In 2015 at the annual Society for Industrial and Organizational Psychology conference at Philadelphia, a sizable audience gathered for a debate made up of decorated academics and professional practitioners.  The topic for this debate: should performance ratings be eliminated?

The participants that advocated for getting rid of ratings were Alan Colquitt (Eli Lilly), Kevin Murphy (Colorado State University) and Rob Ollander-Krane (Gap, Inc.). The anti-ratings arguments included:

  • Past and current research has not developed a meaningfully effective performance rating methodology
  • Rater trainings do not truly fix the underlying issue with faulty ratings such as the raters’ political motivations and their cognitive biases
  • Performance ratings have little popularity among both managers and employees
  • There is usually weak agreement on an individual’s performance among their multiple raters
  • The purposes for ratings (such as identifying developmental needs and determining salary increases) often conflict with each other
  • At best, accurate ratings may seem harsh to an employee and subsequently decrease their motivation
  • At worst, inaccurate ratings can derail an employee’s performance

On the other side, their challengers that advocated for keeping performance ratings were Seymour Adler (Aon Hewitt), Michael Campion (Purdue University) and Amy Grubb (FBI).

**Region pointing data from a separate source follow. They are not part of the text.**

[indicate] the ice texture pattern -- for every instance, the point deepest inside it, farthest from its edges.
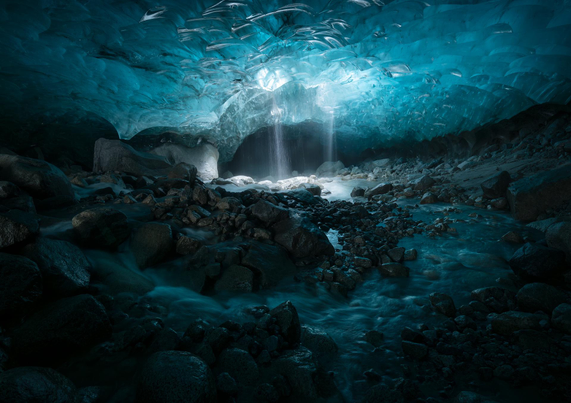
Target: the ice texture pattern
(223, 69)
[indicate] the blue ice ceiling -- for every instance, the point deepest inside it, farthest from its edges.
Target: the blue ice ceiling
(372, 70)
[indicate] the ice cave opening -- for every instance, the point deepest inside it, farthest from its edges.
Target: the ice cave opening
(269, 201)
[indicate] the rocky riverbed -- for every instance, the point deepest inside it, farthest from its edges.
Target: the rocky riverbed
(394, 281)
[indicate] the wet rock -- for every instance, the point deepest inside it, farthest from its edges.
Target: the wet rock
(115, 155)
(305, 377)
(204, 157)
(8, 189)
(535, 262)
(358, 192)
(269, 213)
(176, 376)
(17, 227)
(36, 385)
(187, 245)
(61, 328)
(101, 227)
(410, 255)
(443, 304)
(532, 196)
(240, 365)
(539, 297)
(270, 263)
(396, 254)
(20, 285)
(329, 168)
(380, 189)
(558, 236)
(184, 171)
(374, 338)
(287, 319)
(416, 351)
(509, 322)
(423, 183)
(394, 270)
(512, 237)
(497, 299)
(317, 340)
(302, 238)
(429, 198)
(236, 278)
(561, 318)
(40, 179)
(63, 265)
(151, 243)
(496, 186)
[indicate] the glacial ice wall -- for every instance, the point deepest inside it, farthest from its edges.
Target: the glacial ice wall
(372, 70)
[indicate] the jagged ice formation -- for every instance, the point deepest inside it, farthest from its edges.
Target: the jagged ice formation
(373, 70)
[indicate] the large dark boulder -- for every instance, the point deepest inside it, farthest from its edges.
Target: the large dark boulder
(115, 155)
(42, 180)
(151, 243)
(269, 213)
(36, 385)
(20, 284)
(302, 238)
(67, 326)
(101, 227)
(530, 197)
(176, 377)
(64, 267)
(17, 227)
(287, 319)
(535, 262)
(497, 185)
(204, 157)
(270, 263)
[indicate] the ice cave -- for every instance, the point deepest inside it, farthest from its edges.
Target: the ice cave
(250, 201)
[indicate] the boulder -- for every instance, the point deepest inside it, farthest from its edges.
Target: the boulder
(561, 318)
(63, 265)
(287, 319)
(204, 157)
(302, 238)
(394, 270)
(317, 340)
(270, 263)
(269, 213)
(174, 377)
(539, 297)
(236, 278)
(60, 329)
(240, 365)
(423, 183)
(380, 189)
(443, 303)
(496, 186)
(115, 155)
(36, 385)
(17, 227)
(40, 179)
(151, 243)
(509, 322)
(101, 227)
(20, 285)
(329, 168)
(530, 197)
(558, 236)
(534, 262)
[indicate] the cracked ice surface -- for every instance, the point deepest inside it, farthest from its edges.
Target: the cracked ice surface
(376, 70)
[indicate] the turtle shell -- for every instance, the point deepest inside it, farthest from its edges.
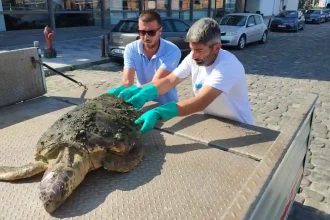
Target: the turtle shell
(102, 123)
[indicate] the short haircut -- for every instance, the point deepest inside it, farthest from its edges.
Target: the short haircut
(205, 31)
(149, 16)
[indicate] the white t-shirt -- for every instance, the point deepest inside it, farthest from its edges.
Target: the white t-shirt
(226, 74)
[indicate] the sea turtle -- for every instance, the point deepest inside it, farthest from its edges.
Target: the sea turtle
(99, 133)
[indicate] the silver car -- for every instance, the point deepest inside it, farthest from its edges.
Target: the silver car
(239, 29)
(126, 31)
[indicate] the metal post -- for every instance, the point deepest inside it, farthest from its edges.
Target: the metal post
(51, 14)
(169, 11)
(103, 22)
(36, 44)
(191, 10)
(102, 46)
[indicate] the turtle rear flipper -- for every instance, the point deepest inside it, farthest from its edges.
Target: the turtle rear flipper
(22, 172)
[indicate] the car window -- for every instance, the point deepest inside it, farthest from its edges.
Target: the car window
(257, 19)
(233, 20)
(251, 21)
(167, 26)
(180, 26)
(126, 27)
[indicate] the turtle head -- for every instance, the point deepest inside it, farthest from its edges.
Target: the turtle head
(55, 187)
(61, 179)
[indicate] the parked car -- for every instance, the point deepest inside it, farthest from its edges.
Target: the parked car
(239, 29)
(125, 32)
(315, 16)
(293, 20)
(327, 14)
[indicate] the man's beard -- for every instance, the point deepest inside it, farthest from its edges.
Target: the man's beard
(149, 45)
(207, 61)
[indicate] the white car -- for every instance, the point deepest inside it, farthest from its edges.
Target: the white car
(239, 29)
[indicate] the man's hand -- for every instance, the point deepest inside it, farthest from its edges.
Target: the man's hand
(129, 92)
(146, 94)
(115, 91)
(150, 118)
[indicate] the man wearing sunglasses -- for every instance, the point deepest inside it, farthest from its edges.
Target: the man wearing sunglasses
(218, 82)
(150, 58)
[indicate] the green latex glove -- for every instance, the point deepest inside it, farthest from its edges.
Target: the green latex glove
(150, 118)
(147, 93)
(129, 92)
(116, 91)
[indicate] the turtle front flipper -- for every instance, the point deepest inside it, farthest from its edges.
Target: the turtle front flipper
(22, 172)
(62, 177)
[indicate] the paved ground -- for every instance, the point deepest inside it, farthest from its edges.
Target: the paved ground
(288, 63)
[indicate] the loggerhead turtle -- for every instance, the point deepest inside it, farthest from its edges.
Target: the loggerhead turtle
(99, 133)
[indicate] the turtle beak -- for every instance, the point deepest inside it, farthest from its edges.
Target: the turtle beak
(53, 190)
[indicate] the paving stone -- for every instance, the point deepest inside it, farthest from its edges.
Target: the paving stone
(305, 182)
(320, 187)
(313, 204)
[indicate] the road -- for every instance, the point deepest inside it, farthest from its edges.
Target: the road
(289, 63)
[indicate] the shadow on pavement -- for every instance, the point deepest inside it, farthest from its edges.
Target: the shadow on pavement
(303, 212)
(30, 109)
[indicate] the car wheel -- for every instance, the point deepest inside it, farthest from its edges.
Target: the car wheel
(264, 38)
(241, 42)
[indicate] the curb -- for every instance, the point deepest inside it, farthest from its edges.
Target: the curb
(66, 68)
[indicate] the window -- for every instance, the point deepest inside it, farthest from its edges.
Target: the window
(159, 4)
(251, 21)
(120, 5)
(167, 27)
(180, 26)
(257, 19)
(126, 27)
(32, 5)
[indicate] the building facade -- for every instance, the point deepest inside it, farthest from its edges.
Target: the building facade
(36, 14)
(270, 7)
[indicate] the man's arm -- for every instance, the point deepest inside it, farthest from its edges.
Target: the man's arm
(205, 97)
(129, 67)
(170, 62)
(128, 77)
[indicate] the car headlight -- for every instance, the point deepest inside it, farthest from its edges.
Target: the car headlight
(231, 33)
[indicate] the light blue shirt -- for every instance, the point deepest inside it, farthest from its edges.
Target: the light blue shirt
(168, 57)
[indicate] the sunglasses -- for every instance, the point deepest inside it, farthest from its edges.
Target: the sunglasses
(149, 32)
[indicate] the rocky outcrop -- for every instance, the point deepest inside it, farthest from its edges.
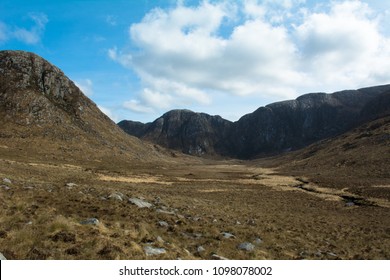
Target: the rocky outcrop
(273, 129)
(192, 133)
(38, 100)
(290, 125)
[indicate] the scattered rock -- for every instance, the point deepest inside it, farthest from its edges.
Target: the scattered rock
(218, 257)
(116, 196)
(91, 221)
(228, 235)
(140, 203)
(163, 224)
(152, 251)
(5, 187)
(66, 237)
(258, 241)
(165, 212)
(246, 246)
(7, 181)
(160, 240)
(200, 249)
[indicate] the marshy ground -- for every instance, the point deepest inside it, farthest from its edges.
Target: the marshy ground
(198, 209)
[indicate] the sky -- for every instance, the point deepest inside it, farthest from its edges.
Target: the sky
(137, 59)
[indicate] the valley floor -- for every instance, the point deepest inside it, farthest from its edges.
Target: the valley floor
(198, 209)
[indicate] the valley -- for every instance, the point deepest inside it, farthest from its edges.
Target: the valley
(196, 209)
(73, 185)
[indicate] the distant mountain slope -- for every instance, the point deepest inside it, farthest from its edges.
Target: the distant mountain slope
(275, 128)
(192, 133)
(358, 160)
(38, 101)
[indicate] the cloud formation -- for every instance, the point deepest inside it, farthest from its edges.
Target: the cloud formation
(273, 49)
(29, 35)
(86, 86)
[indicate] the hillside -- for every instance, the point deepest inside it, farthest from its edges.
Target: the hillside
(74, 186)
(44, 113)
(270, 130)
(357, 160)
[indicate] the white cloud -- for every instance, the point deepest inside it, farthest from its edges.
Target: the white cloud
(86, 86)
(136, 106)
(3, 32)
(33, 34)
(344, 47)
(275, 49)
(112, 20)
(108, 112)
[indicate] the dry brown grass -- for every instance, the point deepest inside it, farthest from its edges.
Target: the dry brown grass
(200, 199)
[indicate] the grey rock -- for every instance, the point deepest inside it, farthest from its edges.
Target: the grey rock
(163, 224)
(228, 235)
(275, 128)
(246, 246)
(258, 241)
(7, 181)
(218, 257)
(152, 251)
(165, 212)
(160, 240)
(140, 203)
(200, 249)
(90, 221)
(116, 196)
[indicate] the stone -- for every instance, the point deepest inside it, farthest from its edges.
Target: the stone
(246, 246)
(7, 181)
(218, 257)
(116, 196)
(228, 235)
(163, 224)
(140, 203)
(152, 251)
(258, 241)
(165, 212)
(200, 249)
(160, 240)
(90, 221)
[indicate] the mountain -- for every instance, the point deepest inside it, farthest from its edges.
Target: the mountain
(273, 129)
(357, 160)
(192, 133)
(38, 102)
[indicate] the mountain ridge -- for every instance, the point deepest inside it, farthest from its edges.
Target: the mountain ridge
(38, 101)
(271, 129)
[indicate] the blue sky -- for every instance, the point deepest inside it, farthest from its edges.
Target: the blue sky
(139, 59)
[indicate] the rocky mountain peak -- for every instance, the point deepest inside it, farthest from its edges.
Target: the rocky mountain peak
(272, 129)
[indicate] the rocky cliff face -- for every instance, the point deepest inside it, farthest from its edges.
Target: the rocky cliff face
(275, 128)
(192, 133)
(38, 100)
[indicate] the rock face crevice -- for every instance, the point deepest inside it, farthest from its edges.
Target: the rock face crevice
(272, 129)
(38, 100)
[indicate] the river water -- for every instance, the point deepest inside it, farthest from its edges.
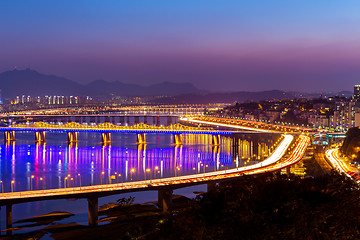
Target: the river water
(25, 165)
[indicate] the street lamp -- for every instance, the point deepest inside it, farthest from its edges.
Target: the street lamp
(147, 170)
(102, 176)
(42, 182)
(131, 172)
(79, 179)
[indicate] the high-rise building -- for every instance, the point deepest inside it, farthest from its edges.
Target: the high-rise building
(357, 91)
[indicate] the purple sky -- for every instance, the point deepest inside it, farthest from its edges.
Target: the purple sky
(217, 45)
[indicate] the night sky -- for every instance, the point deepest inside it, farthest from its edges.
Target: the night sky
(222, 45)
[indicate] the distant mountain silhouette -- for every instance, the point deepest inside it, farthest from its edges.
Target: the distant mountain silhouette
(29, 82)
(231, 97)
(228, 97)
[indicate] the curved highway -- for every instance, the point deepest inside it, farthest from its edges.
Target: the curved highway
(273, 163)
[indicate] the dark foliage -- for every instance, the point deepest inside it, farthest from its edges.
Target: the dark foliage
(270, 207)
(351, 144)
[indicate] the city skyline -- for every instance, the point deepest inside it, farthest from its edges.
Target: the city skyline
(237, 46)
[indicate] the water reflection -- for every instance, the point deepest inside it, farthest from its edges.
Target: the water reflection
(34, 166)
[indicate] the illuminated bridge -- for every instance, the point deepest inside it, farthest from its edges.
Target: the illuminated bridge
(288, 152)
(164, 186)
(72, 129)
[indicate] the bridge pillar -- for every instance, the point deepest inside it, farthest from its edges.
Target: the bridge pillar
(211, 186)
(9, 219)
(72, 137)
(177, 139)
(216, 140)
(169, 120)
(288, 171)
(106, 138)
(141, 138)
(93, 211)
(165, 200)
(40, 136)
(9, 136)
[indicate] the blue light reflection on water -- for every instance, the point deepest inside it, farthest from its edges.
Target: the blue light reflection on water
(55, 160)
(32, 166)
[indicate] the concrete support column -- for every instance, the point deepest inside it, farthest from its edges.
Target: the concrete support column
(211, 186)
(216, 140)
(9, 218)
(9, 136)
(93, 211)
(106, 138)
(169, 121)
(288, 170)
(177, 139)
(72, 137)
(165, 200)
(141, 138)
(40, 136)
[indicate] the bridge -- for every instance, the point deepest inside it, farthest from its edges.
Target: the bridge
(72, 129)
(164, 186)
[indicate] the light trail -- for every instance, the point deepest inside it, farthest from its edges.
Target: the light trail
(266, 166)
(333, 156)
(225, 125)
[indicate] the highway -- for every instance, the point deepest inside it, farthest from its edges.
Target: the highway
(270, 164)
(245, 124)
(333, 155)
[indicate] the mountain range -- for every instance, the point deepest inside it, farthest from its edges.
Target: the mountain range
(32, 83)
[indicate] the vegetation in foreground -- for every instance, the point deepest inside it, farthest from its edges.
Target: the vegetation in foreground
(270, 207)
(253, 207)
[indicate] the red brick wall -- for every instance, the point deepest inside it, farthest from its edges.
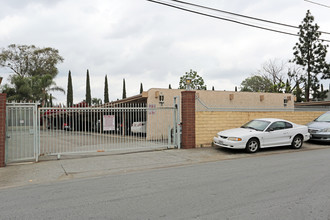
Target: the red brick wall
(188, 119)
(2, 128)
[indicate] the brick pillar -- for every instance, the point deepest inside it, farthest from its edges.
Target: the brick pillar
(188, 119)
(2, 128)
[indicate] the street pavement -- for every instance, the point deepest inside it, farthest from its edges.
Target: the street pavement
(92, 165)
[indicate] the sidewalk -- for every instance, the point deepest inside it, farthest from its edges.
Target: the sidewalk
(72, 167)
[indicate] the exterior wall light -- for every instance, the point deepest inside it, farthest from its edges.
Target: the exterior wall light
(188, 83)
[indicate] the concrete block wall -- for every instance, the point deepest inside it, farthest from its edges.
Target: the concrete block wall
(188, 119)
(2, 128)
(208, 124)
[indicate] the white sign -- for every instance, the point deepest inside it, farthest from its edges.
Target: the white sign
(109, 122)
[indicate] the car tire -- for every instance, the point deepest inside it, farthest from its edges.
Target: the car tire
(297, 142)
(252, 145)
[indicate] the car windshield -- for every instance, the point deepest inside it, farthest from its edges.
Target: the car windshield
(324, 118)
(258, 125)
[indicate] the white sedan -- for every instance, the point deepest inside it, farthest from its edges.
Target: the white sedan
(263, 133)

The pro-ratings arguments included:

  • Performance will always be evaluated – ratings just provide a visible representation of the raters’ judgement
  • Blaming performance ratings may ignore the true issue: an ineffective performance management system
  • If there is not a performance rating, evaluators will have to rely on less precise narrative data
  • Subjective performance ratings remain the best source (even if it is not preferred) of an employee’s performance – objective measures (production, absenteeism, etc.) are often incomplete by themselves
  • Research has shown that strong performers prefer organizations that recognize them through differentiated evaluation
  • Conversely, weak performers will be more likely to remain if their deficient performance is not recognized

(Adler et al., 2016)

Nearly 10 years later – the debate rages on. While many parts of the discussion remain unresolved, one part is clear: less than 30% of employees believe their performance reviews are fair and/or accurate (Wigert & Mann, 2017). As research and practice continues to shed light in this area, organizations must ask themselves: should they strive to improve their performance ratings, or should they just abandon it?


Throw the Ratings Out

“Insanity is doing the same thing over and over and expecting different results” – Albert Einstein

Those who decide to get rid of ratings believe that it is time to move towards an appraisal system that does not leave less than 30% of employees feeling inspired. One of the largest studies on performance ratings found that 62% of a rating can be due to the raters’ subjective perception, whereas only 21% of a rating can be accounted by true performance (Scullen, Mount & Goff, 2000).

Rating Inaccuracies

Managers that rate their employees will find it difficult to keep their ratings free of bias. In a perfect world, they can keep their feelings and preconceived opinions aside when trying to objectively grade their employees. However, research has shown that less than 50% of employees agree that their managers are effectively assessing their performance (Agovino, 2023). Even when it is not done consciously, managers will fall for a number of biases. These include (Campbell, 2023):

  • Halo/Horn – managers’ ratings are either extremely high or extremely low for an employee based on one or a limited number of characteristics, not what all contributes to their performance
  • Primacy/Recency – managers rate based on the first or the most recent exposure to the employee’s performance (as opposed to their performance throughout the overall timeframe)
  • Leniency/Strictness – managers give generally favorable or unfavorable ratings to most or all of their employees

Additionally, raters may consciously rate their employees with certain political motivations in mind such as (Adler et al., 2016):

  • Artificially elevating performance data
  • Maintaining or improving relationships the manager has with their employees
  • Increasing the manager’s team’s standing within the organization

Conflicting Demands

Annual performance reviews are often the only opportunity for an organization and its leadership to examine individual performances in-depth. In a world where humans are replaced by emotionless robots that are not susceptible to biases such as the ones in the section above, objective ratings may be possible no matter what the consequence is.

However, in this world, humans will react differently depending on what outcome they perceive will happen from something as important as a performance review. If the goal is developmental, managers may be inclined to provide honest, or even strictly lower, ratings so that they give their employees a path to improve themselves. The employees may be more willing to accept the ratings knowing that their job is safe and that the performance ratings is solely for their benefit.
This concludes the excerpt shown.